Mr Khan's party says it bases its claim against Nawaz Sharif on interviews and excerpts from a book 'Khalid Khawaja: Shaheed-e-Aman' by Shamama Khalid, wife of a former Inter-Services Intelligence (ISI) spy Khalid Khawaja, who was brutally murdered in 2010 by the Pakistani Taliban.
"Relying on the revelations made in certain interviews and a book, Pakistan Tehreek-e-Insaf intends to open up a shady chapter in the country's political history from late 1980s in an apparent bid to further malign (Nawaz) Sharif," the report in Express Tribune said.
The interviews and the book claim that Mr Sharif "took money, amounting to Rs 1.5 billion from former al-Qaeda chief Osama Bin Laden to promote jihad in Kashmir and Afghanistan," the report said.

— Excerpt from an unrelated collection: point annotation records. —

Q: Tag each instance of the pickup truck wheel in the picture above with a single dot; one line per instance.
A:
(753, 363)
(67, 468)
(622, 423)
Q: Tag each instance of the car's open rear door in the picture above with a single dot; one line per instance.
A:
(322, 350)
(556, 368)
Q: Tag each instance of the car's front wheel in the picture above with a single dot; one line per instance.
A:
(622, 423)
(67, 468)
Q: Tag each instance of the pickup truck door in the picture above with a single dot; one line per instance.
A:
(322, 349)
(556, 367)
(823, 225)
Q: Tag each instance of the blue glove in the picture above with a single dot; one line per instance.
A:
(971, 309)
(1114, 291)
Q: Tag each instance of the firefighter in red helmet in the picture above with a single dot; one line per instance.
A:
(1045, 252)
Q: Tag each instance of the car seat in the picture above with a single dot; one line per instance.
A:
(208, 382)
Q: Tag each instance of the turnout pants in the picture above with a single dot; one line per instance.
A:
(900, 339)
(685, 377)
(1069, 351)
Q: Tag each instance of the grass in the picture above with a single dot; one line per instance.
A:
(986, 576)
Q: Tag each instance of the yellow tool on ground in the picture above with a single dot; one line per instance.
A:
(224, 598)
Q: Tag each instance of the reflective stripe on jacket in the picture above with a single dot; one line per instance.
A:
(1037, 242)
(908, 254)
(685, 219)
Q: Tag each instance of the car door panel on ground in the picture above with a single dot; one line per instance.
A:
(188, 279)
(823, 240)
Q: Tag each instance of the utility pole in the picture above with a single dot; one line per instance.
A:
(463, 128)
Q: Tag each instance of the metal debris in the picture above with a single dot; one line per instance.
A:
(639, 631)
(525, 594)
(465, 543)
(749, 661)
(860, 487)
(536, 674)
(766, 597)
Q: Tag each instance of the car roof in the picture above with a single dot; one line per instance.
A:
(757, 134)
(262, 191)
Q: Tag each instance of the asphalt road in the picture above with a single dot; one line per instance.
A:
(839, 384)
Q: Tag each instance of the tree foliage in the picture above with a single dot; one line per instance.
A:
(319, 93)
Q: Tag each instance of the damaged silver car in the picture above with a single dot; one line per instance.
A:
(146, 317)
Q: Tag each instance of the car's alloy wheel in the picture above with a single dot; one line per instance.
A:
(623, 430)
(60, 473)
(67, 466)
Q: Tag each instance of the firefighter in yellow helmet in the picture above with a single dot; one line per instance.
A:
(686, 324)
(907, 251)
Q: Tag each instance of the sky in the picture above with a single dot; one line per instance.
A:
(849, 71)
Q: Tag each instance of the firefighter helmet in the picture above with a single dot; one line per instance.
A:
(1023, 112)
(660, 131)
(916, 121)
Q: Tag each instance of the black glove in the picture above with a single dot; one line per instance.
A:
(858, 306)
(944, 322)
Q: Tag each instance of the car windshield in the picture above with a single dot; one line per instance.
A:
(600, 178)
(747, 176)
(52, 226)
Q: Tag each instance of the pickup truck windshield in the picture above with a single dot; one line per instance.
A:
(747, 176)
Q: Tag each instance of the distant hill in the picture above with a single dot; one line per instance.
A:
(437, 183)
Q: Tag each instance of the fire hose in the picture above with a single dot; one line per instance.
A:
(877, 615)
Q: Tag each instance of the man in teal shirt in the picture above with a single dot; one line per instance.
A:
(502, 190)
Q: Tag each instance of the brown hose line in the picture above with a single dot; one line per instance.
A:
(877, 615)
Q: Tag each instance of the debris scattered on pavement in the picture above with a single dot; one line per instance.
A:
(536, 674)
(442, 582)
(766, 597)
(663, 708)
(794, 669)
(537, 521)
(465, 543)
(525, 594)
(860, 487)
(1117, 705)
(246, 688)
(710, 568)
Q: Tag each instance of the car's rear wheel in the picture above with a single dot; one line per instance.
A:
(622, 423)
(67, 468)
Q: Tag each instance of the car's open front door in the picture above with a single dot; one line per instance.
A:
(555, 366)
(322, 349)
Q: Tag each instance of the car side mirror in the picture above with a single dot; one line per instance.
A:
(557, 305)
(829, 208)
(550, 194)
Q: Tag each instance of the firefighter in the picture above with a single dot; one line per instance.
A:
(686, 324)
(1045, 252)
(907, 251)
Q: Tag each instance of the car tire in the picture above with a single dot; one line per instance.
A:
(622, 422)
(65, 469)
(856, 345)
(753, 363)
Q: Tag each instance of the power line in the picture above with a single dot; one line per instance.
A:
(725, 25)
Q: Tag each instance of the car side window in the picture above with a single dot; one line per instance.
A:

They also claim that later, an amount of Rs 270 million from this money was utilised to support a no-confidence move against Benazir Bhutto in 1989, the report said.
However in 2013, Pakistan Tehreek-e-Insaf leader Masood Sharif Khan Khattak, who is a former director general of the Intelligence Bureau (IB) had submitted a statement before the Supreme Court in a case related to misappropriation of the IB funds in 1989.
In his nine-page statement, Mr Khattak had claimed that the moving force behind the vote of no-confidence against Ms Bhutto in 1989 was not political and named former president Ghulam Ishaq Khan and former army chief Mirza Aslam Baig, claiming that they wanted to keep Ms Bhutto out of power, the report said.
Mr Chaudhry, meanwhile said, "In the past, (Nawaz) Sharif remained an active part of several conspiracies against the elected governments".
Last week, Imaran Khan's party announced to open up another legal front against Nawaz Sharif, saying it would file a petition demanding implementation on a 2012 verdict of Pakistan's top court in the Asghar Khan case which determined that Mr Sharif and other politicians had received money from an intelligence agency prior to the 1990 general election to form an alliance against the Pakistan Peoples Party.
He said the two cases would be filed this week.